Balsa and quill / split cane were the traditional materials I think however nowadays most are made from expanded polystyrene or hollow PET, (the stuff drinks bottles are made from). Perhaps there is a niche market for traditional floats.

Regards Mick


----------



## Random Orbital Bob (2 Mar 2014)

I remember the first time I retrieved a busted float from an alder tree and the disappointment I felt when I noticed it was made of plastic instead of wood. Whatever happened to Jack Hargreaves and Out of Town?


----------



## Dalboy (2 Mar 2014)

Random Orbital Bob":2hblemxr said:


> I remember the first time I retrieved a busted float from an alder tree and the disappointment I felt when I noticed it was made of plastic instead of wood. Whatever happened to Jack Hargreaves and Out of Town?
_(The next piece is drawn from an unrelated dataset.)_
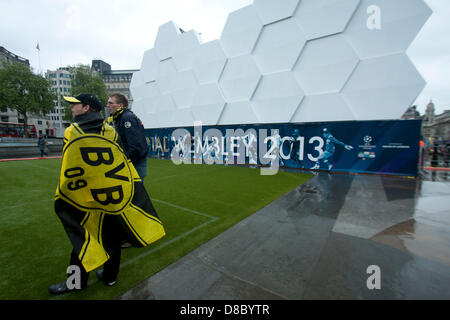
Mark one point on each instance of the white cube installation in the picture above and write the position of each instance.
(290, 61)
Now that is going back showing your age there


----------



## Random Orbital Bob (2 Mar 2014)

When music was music, £1 could actually buy something and a telephone had a whopping great dial on it......etc etc


----------



## Dalboy (2 Mar 2014)

Random Orbital Bob":72omxxu4 said:


> When music was music, £1 could actually buy something and a telephone had a whopping great dial on it......etc etc




:lol: :lol: :lol: :lol: :lol: :lol: :lol: :lol: :lol: :lol: :lol: :lol: :lol: :lol:


----------



## Woodmonkey (2 Mar 2014)

It's an interesting idea, I used to make floats with my dad when I was a kid but not on the lathe, he had a box full of various bits of balsa, bamboo, quills etc. Coarse fishing floats are normally very thin and delicate, I don't know how easy it would be on a lathe to get it thin enough, but you could definitely do a pike float or sea fishing float


----------



## Random Orbital Bob (2 Mar 2014)

yup me too. We also used to repair our split cane rods every time we trapped them in the car door  I've still got one of the ferrules impregnated with resin....1972 if I remember correctly


----------



## Grahamshed (2 Mar 2014)

yep, being realistic I think it would need to be pike and harbour floats.


----------



## Random Orbital Bob (2 Mar 2014)

even pike bungs which used to be cork or wood are plastic now. When I was a lad they were split wood with a wooden peg/dowel that wedged the line against the body to prevent the bung slipping down the line to control the depth the bait was at.  They would certainly be turnable and the fact they have a central hole would add a bit of piercing interest too as well as the dowel which was tapered almost to a point.

Not actually a bad idea for a monthly challenge in fact  (But they would need to be painted for actual use).


----------



## woodfarmer (2 Mar 2014)

Turning cork is nigh on impossible. but if you mount the cork gluing on a thin wooden spindle, put one end in a Jacobs type chuck mounted on the headstock and steady the other end in a hole drilled through a round piece of wood fitted in the toolpost riser tube. run the lathe say 200-500 rpm then use a small angle grinder fitted with a rubber backing pad and sandpaper. this will cut cork round really fast.


----------



## procell (2 Mar 2014)

I have made a few floats using a lathe made for the Dremmel drill. The ones I made were pole floats made from a balsa body and using a cocktail stick as a shaft. The cocktail stick can be a friction fit into a pilot hole drilled through the balsa body and then mounted in the dremmel. The body can then be quickly shaped with sandpaper. once painted to the desired colour scheme using modeling paints they can then be sealed with varnish to make them waterproof.

They were attached to the fishing line using float rubbers which are tiny rubber bands. For pole fishing the object is to have as little resistance to a bite as possible and for these a few micro shot were enough to cock the float. They worked great


----------



## Paul Hannaby (2 Mar 2014)

I used to make my own floats using balsa and sarcandas reed or peacock quill. These are a good choice because the peacocks shed them every year so no peacocks are harmed in the process! 

I used to "turn" the balsa using an electric drill and some coarse abrasive. It was sealed with cellulose dope before painting.


----------



## Random Orbital Bob (2 Mar 2014)

some good ideas there chaps


----------